In questi giorni si comincia con fatica a voltare una pagina della brutta storia italiana degli ultimi vent’anni, che ha visto la televisione diventare politica, e viceversa. Fare il giornalista in Italia è sempre più difficile, eppure molti giovani sono sempre affascinati dal mestiere: «Vengo da due esperienze esaltanti ma brucianti, all’interno dei quotidiani della sinistra», racconta Paola. «All’Unità con Concita de Gregorio, che operò una rivoluzione in grado di proporre il giornale a un pubblico che non fosse solo quello del partito, diffuso e partecipe di grandi campagne. Ma in quel periodo, 2008–2009, fummo investiti della crisi che è ancora in corso: i precari furono mandati a casa da un editore di sinistra come Renato Soru, fu scioccante. Assieme al direttore abbiamo imparato come sia difficile anche a sinistra riuscire a fare un certo tipo d’informazione in modo sostenibile sul mercato e tutelando i lavoratori». Poi venne Pubblico, con Luca Telese: «Fu ancora più incredibile, fondammo un giornale nuovo e ci abbiamo creduto spostandoci da altre redazioni, abbiamo lavorato in modo davvero indipendente da ogni condizionamento, ma dopo soli tre mesi le saracinesche furono abbassate». Il futuro dell’informazione: «Ho imparato che i blog da soli, pur potenti e virali come quello di Civati ‑l’ho conosciuto così, tenendomi informata della sua attività- non bastano. Servono nuovi investimenti, anche a sinistra, per un’informazione libera e non di partito, che garantisca anche a chi la fa la libertà di vivere.
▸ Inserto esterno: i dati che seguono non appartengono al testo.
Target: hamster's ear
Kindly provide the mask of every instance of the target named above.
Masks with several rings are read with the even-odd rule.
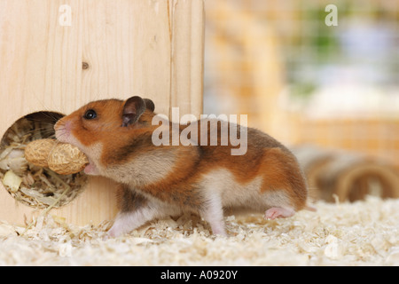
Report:
[[[152,101],[150,99],[145,99],[144,100],[145,102],[145,107],[148,110],[151,110],[152,112],[153,112],[155,109],[155,105],[153,104],[153,101]]]
[[[128,99],[123,106],[122,126],[136,123],[145,111],[145,102],[143,99],[137,96]]]

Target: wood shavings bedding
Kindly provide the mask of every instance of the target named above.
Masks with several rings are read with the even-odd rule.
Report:
[[[215,237],[195,216],[156,220],[103,241],[111,222],[75,226],[39,217],[0,221],[0,265],[399,265],[399,199],[317,204],[287,219],[226,217]]]

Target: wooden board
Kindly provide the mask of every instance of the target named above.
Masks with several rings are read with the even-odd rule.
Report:
[[[69,114],[89,101],[152,99],[156,112],[202,110],[202,0],[0,0],[0,135],[20,117]],[[78,225],[116,213],[115,184],[90,179],[51,211]],[[34,210],[0,185],[0,219]]]

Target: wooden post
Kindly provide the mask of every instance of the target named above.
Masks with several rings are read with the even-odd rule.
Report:
[[[203,35],[202,0],[0,0],[0,135],[31,113],[134,95],[160,114],[179,106],[199,116]],[[115,187],[91,178],[51,214],[77,225],[112,219]],[[0,219],[36,213],[0,185]]]

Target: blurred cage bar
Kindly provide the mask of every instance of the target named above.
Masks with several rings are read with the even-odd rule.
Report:
[[[206,20],[205,114],[399,170],[399,1],[210,0]]]

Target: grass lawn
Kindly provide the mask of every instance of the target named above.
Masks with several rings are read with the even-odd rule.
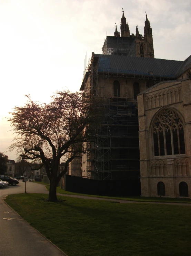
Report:
[[[18,194],[6,201],[69,256],[191,255],[189,206],[47,197]]]
[[[50,185],[48,183],[44,182],[35,182],[36,183],[39,183],[45,185],[46,188],[49,190]],[[66,195],[76,195],[86,196],[92,196],[93,197],[100,197],[101,198],[108,198],[112,199],[120,199],[121,200],[128,200],[130,201],[135,201],[137,202],[160,202],[163,203],[191,203],[191,199],[187,198],[168,198],[165,197],[147,197],[143,196],[126,196],[123,197],[118,196],[98,196],[94,195],[86,195],[83,194],[74,193],[69,191],[65,191],[60,187],[57,188],[57,192],[60,194]]]

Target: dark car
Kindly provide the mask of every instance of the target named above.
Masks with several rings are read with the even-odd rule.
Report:
[[[7,181],[9,182],[9,184],[12,185],[12,186],[16,186],[19,183],[18,180],[13,179],[11,177],[6,175],[0,175],[0,179],[3,180],[3,181]]]

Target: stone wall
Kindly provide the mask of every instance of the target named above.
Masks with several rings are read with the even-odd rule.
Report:
[[[143,196],[158,196],[157,185],[161,182],[165,185],[165,196],[179,197],[179,184],[184,182],[191,197],[191,82],[190,79],[187,79],[160,83],[138,97]],[[153,121],[159,113],[167,108],[177,113],[182,121],[185,153],[167,155],[166,149],[165,155],[156,156]]]

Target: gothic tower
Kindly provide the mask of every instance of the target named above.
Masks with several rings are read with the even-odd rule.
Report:
[[[128,37],[130,36],[130,32],[126,18],[124,15],[124,12],[123,8],[123,15],[121,21],[121,36]]]
[[[121,21],[121,36],[115,23],[114,36],[107,36],[102,47],[103,54],[154,58],[152,30],[147,14],[143,36],[139,34],[137,26],[135,35],[130,34],[123,9]]]
[[[150,58],[154,58],[154,47],[153,46],[153,41],[152,39],[152,29],[150,26],[150,22],[147,18],[147,15],[146,13],[146,20],[144,22],[144,37],[145,41],[147,42],[147,54]]]

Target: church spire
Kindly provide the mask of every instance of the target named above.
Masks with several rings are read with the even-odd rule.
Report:
[[[152,29],[151,26],[150,26],[150,21],[148,19],[147,12],[145,12],[146,20],[144,22],[145,26],[144,27],[144,38],[147,45],[147,53],[146,55],[149,58],[154,58]]]
[[[151,26],[150,26],[150,21],[147,18],[147,12],[146,13],[146,20],[144,22],[145,26],[144,28],[144,36],[146,35],[152,35],[152,29]]]
[[[136,26],[136,37],[138,37],[139,36],[139,28],[138,28],[138,26]]]
[[[125,18],[125,16],[124,15],[124,11],[123,11],[123,8],[122,8],[122,10],[123,10],[123,15],[122,16],[122,18]]]
[[[120,33],[117,31],[117,25],[115,23],[115,31],[114,32],[114,36],[120,36]]]
[[[126,21],[126,18],[124,15],[123,8],[122,10],[123,15],[121,22],[121,36],[127,37],[130,36],[130,32],[128,24]]]

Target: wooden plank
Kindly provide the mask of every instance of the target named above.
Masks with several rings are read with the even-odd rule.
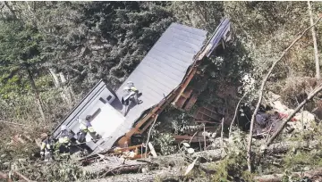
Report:
[[[220,124],[217,121],[211,121],[211,120],[194,120],[194,122],[198,122],[198,123],[213,123],[213,124]]]
[[[185,111],[190,111],[193,107],[193,105],[197,102],[198,96],[199,96],[198,93],[195,93],[195,94],[192,95],[191,98],[189,99],[186,106],[184,107]]]
[[[184,92],[185,88],[188,87],[189,83],[191,82],[191,80],[192,79],[193,76],[196,74],[197,72],[197,68],[196,67],[191,67],[190,69],[190,71],[188,73],[188,78],[186,78],[186,79],[183,81],[183,83],[182,84],[181,89],[179,91],[178,95],[176,96],[176,98],[174,99],[174,101],[173,102],[174,105],[176,105],[177,101],[179,100],[179,98],[181,97],[181,95],[182,95],[182,93]]]
[[[184,90],[183,94],[182,95],[182,96],[183,96],[184,98],[188,99],[189,97],[191,97],[191,94],[192,94],[192,89],[190,88],[190,89],[186,89]]]
[[[175,103],[175,106],[179,109],[182,109],[185,103],[185,102],[187,101],[186,98],[181,96],[178,101]]]
[[[136,149],[136,148],[141,147],[141,146],[142,146],[142,145],[133,145],[133,146],[129,146],[129,147],[124,147],[124,148],[117,148],[117,149],[114,149],[113,152],[114,152],[114,153],[124,152],[124,151]]]

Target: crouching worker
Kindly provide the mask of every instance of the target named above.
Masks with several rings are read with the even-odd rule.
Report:
[[[41,159],[44,159],[45,161],[49,161],[54,160],[54,146],[55,142],[52,139],[49,134],[42,134],[41,135],[41,145],[40,145],[40,155]]]
[[[71,150],[71,138],[72,135],[68,131],[67,127],[63,125],[61,127],[61,133],[58,138],[58,143],[56,145],[55,153],[62,158],[70,158],[70,150]]]
[[[129,105],[130,100],[133,100],[136,104],[142,103],[141,100],[139,100],[139,90],[135,87],[133,82],[127,82],[127,87],[123,88],[123,91],[125,91],[125,95],[122,97],[122,103],[123,105]]]
[[[94,140],[100,138],[100,136],[94,130],[94,128],[91,126],[89,122],[90,119],[91,119],[90,115],[86,116],[85,120],[79,119],[80,131],[77,133],[77,143],[79,144],[85,143],[86,135],[88,133]]]

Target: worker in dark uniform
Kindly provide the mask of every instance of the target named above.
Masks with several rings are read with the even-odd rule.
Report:
[[[72,134],[69,132],[67,127],[63,125],[61,127],[61,133],[58,138],[58,143],[56,145],[56,153],[59,153],[59,156],[67,159],[70,157],[71,138]]]
[[[142,101],[139,100],[139,90],[135,87],[133,82],[127,82],[127,87],[123,88],[123,91],[125,91],[125,95],[122,97],[123,105],[129,105],[131,99],[133,99],[137,104],[142,103]]]
[[[80,123],[80,131],[77,134],[77,142],[84,143],[86,142],[86,135],[89,133],[93,139],[98,139],[100,136],[94,130],[94,128],[90,124],[91,116],[86,116],[85,120],[79,119]]]
[[[40,155],[41,158],[44,159],[45,161],[48,161],[54,160],[54,147],[55,147],[55,141],[51,137],[49,134],[43,134],[41,136],[42,142],[40,145]]]

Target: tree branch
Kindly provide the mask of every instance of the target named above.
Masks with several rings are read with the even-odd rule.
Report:
[[[232,128],[233,128],[233,125],[234,124],[234,120],[236,120],[236,116],[237,116],[239,105],[241,104],[242,100],[246,96],[246,95],[247,95],[247,93],[245,93],[245,94],[242,95],[242,97],[241,98],[241,100],[240,100],[240,101],[238,102],[238,103],[237,103],[236,110],[235,110],[235,113],[234,113],[234,115],[233,115],[233,120],[232,120],[231,125],[230,125],[230,127],[229,127],[229,136],[230,136],[230,135],[231,135],[231,133],[232,133]]]
[[[305,105],[306,103],[308,103],[310,99],[313,98],[317,94],[318,94],[320,91],[322,91],[322,84],[319,85],[318,87],[315,89],[315,91],[309,93],[309,96],[300,103],[299,106],[296,107],[293,112],[290,114],[287,119],[283,121],[283,123],[279,126],[279,128],[276,129],[276,131],[272,135],[272,136],[268,139],[268,141],[266,143],[266,146],[268,146],[274,139],[278,136],[278,134],[283,130],[286,123]]]
[[[260,89],[259,89],[258,102],[258,103],[256,105],[256,109],[254,111],[254,113],[251,116],[251,120],[250,120],[250,130],[248,147],[247,147],[247,164],[248,164],[248,170],[249,170],[250,172],[251,172],[251,156],[250,156],[250,153],[251,153],[251,140],[252,140],[252,132],[253,132],[253,128],[254,128],[255,115],[258,112],[259,105],[260,105],[261,100],[263,98],[263,91],[264,91],[265,84],[267,81],[269,76],[271,75],[271,73],[272,73],[275,66],[277,64],[277,62],[279,62],[285,56],[286,53],[292,47],[292,46],[294,46],[294,44],[296,42],[298,42],[309,29],[310,29],[312,27],[314,27],[321,20],[321,18],[322,17],[319,17],[318,19],[318,21],[313,25],[307,28],[301,35],[299,35],[291,43],[291,45],[283,52],[282,55],[279,57],[279,59],[273,62],[271,68],[268,70],[268,73],[266,75],[265,79],[263,79],[263,82],[262,82]]]
[[[309,23],[313,25],[313,16],[312,16],[312,7],[308,1],[308,9],[309,9]],[[314,46],[314,57],[315,57],[315,63],[316,63],[316,78],[318,79],[320,79],[320,72],[319,72],[319,61],[318,61],[318,44],[317,44],[317,35],[315,32],[315,27],[312,27],[312,38],[313,38],[313,46]]]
A Roma costituii il gruppo “Errori di stampa”, assieme ad alcuni colleghi arrabbiati, per riaffermare l’articolo 21 della Costituzione: i lavoratori vanno rispettati, non si può essere pagati 15 euro lordi al pezzo, perché vuol dire lavorare peggio e dover coprire anche tre uffici stampa per riuscire a pagare le bollette. Con Benedetta Tobagi abbiamo vinto la battaglia affinché le giornaliste Rai in gravidanza non venissero mandate a casa da un’azienda che spesso adopera le finte partite Iva». Di cosa c’è bisogno, quindi? «Di nuovi imprenditori socialmente responsabili, che scommettano in un giornalismo che consenta a chi lo fa di praticarlo nelle condizioni migliori. E’ un’intera generazione, la nostra. Bisogna sfondare il mainstream, entrare in tutte le case».